Page:Untangling the Web.pdf/35

From Wikisource
Jump to navigation Jump to search
This page has been proofread, but needs to be validated.

DOCID: 4046925

UNCLASSIFIED//FOR OFFICIAL USE ONLY

  1. Learn the search syntax of the search engines you use (never assume). Most search engines use double quotes ("") to enclose a phrase and the plus + and minus - keys to indicate "must include" and "must exclude" respectively. But these are by no means universal rules (especially when using international or metasearch engines).
  2. The default operator for all major US search engines is now AND. As of February 2002, no major search engine used OR as its default operator.

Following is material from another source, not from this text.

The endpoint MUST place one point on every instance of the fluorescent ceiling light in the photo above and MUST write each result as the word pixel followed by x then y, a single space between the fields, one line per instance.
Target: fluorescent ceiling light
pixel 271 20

However, most search engines will let you use an OR in the simple search box: Yahoo and Google permit OR searches in the simple search box, but you must capitalize the OR.
  3. Keep in mind that because HTML does not have a "date" tag, "date" can mean many things: creation date; the last modified date for the page; or the date search engine found the page. I do not recommend searching by date except when using weblog, news, or newsgroup search engines.

Understanding statistical interfaces is important, especially for researchers used to boolean and other non-statistical query languages. Most search engines use statistical interfaces. The search engine assigns relative weights to each search term, depending on:

  • its rarity in their database
  • how frequently the term occurs on the webpage
  • whether or not the term appears in the uri
  • how close to the top of the page the term appears
  • (sometimes) whether or not the term appears in the metatags.

When you query the database, the search engine adds up all the weights that match your query terms and returns the documents with the highest weight first. Each search engine has its own algorithm for assigning weights, and they tweak these frequently. In general, rare, unusual terms are easier to find than common ones because of the weighting system.

However, remember that "popularity" measured by various means often trumps any statistical interface.

UNCLASSIFIED//FOR OFFICIAL USE ONLY
27